The therapeutic options in the control arm included anti-thymocyte globulin, extracorporeal photopheresis, mesenchymal stromal cells, low-dose methotrexate, mycophenolate mofetil, a mammalian target of rapamycin inhibitor of either everolimus or sirolimus, etanercept, or infliximab. Crossover to ruxolitinib was permitted beginning on day 28 if the patients did not have a response or had lost response and did not have signs of chronic GVHD after receiving additional systemic therapy.

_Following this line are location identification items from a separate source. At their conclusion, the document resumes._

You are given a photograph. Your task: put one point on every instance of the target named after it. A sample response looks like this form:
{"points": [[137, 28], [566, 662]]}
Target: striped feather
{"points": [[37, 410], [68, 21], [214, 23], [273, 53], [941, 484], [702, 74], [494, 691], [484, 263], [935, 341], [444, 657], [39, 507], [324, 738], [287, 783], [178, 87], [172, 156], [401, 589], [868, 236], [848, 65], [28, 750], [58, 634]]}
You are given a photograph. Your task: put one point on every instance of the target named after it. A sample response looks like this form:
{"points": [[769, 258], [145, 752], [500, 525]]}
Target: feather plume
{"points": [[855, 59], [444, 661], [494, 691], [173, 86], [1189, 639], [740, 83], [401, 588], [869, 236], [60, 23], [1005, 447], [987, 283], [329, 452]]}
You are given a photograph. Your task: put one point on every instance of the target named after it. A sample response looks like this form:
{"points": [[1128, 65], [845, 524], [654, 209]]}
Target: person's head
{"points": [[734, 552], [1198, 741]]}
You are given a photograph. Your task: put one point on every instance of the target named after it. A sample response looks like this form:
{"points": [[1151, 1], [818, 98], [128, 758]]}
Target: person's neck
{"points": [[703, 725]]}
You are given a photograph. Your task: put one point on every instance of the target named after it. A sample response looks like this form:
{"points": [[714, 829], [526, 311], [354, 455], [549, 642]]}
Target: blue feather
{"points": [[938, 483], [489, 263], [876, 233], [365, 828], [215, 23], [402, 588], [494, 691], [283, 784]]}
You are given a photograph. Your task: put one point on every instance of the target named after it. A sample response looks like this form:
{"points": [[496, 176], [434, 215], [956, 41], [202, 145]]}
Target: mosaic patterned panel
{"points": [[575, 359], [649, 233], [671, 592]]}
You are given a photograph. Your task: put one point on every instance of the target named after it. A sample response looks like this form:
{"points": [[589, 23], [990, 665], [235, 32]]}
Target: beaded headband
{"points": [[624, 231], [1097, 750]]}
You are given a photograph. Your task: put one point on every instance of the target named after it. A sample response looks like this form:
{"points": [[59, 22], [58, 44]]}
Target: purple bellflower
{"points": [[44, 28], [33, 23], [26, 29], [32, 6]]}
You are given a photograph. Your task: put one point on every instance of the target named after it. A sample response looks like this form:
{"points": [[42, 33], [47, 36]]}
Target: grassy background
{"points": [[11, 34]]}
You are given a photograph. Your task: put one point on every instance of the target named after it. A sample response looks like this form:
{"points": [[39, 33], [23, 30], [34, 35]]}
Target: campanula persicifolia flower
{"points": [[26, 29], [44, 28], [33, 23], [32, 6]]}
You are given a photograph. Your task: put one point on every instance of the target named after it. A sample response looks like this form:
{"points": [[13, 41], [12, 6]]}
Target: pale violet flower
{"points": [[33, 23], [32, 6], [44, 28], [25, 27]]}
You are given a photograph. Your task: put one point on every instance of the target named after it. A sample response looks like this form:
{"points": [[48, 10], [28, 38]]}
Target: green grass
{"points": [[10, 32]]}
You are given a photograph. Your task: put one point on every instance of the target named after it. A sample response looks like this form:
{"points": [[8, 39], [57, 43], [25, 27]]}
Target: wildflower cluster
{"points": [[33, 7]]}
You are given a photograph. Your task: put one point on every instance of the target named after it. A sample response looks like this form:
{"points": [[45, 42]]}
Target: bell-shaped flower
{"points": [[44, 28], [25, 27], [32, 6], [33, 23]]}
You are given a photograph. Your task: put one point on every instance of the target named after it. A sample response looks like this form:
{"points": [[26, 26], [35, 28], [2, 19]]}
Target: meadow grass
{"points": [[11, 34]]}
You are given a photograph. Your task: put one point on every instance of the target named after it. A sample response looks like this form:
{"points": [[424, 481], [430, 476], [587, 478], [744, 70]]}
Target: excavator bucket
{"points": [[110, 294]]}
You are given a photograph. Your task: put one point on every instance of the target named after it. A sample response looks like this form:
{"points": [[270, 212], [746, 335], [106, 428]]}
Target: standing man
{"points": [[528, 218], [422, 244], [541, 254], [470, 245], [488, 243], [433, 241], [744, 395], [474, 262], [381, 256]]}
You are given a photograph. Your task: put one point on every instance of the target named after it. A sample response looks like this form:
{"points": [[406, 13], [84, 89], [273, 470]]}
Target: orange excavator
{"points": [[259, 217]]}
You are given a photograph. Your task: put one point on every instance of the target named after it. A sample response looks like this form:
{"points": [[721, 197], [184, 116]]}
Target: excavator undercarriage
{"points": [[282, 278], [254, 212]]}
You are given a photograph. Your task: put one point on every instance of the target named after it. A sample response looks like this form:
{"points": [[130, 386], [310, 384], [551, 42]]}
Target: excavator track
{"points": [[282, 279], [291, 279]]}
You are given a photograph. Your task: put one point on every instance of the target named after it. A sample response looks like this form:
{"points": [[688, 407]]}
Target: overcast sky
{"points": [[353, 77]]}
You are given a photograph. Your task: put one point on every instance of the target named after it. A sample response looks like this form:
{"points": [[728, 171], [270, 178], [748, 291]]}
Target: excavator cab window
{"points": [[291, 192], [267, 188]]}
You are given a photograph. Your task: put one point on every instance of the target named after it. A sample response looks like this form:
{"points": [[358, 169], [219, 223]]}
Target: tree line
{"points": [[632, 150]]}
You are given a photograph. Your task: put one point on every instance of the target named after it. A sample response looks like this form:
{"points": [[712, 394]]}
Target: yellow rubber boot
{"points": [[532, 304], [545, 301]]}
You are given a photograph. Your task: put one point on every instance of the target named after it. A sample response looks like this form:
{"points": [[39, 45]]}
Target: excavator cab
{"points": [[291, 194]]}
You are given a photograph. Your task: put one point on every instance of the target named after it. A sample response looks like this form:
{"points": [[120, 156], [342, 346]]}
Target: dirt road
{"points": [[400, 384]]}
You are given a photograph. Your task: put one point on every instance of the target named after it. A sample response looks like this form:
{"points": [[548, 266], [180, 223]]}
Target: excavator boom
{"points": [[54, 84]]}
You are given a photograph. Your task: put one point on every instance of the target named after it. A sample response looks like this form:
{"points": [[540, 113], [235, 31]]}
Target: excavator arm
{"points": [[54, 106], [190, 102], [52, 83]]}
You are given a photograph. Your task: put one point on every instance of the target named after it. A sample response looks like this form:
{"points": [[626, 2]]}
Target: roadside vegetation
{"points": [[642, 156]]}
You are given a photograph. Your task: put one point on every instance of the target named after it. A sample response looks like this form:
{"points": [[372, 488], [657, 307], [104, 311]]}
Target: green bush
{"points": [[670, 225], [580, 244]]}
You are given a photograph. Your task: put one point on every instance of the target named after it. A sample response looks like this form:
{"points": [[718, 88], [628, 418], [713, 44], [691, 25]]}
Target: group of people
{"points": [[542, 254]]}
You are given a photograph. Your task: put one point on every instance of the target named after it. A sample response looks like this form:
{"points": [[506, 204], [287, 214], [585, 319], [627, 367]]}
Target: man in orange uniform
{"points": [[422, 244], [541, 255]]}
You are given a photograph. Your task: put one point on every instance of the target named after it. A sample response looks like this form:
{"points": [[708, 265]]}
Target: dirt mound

To be eligible, patients had to be at least 12 years or older and received previous allogeneic stem cell transplant. They had to be refractory to glucocorticoids and have myeloid and platelet engraftment. Patients were excluded from the study if their tumor relapsed after transplant in the last 6 months, had a relapsed primary cancer after transplant, or received more than 1 prior treatment for glucocorticoid-refractory acute GVHD.

Ruxolitinib was approved by the FDA in 2019 as treatment of adult and pediatric patients aged 12 years or older with steroid-refractory acute GvHD, based on the earlier phase II REACH-1 trial. The phase III REACH-2 study is ongoing and aim to enroll 310 patients. Full results from the study are expected in the second half of 2020.1


  1. Novartis announces data showing Jakavi® (ruxolitinib) more effective than best available therapy in acute graft-versus-host disease [news release]. Basel, Switzerland: Novartis; April 22, 2020. Accessed April 23, 2020.
  2. Zeiser R, von Bubnoff N, Butler J, et al. Ruxolitinib for glucocorticoid-refractory acute graft-versus-host disease [Published Online April 22, 2020]. NEJM. DOI: 10.1056/NEJMoa1917635.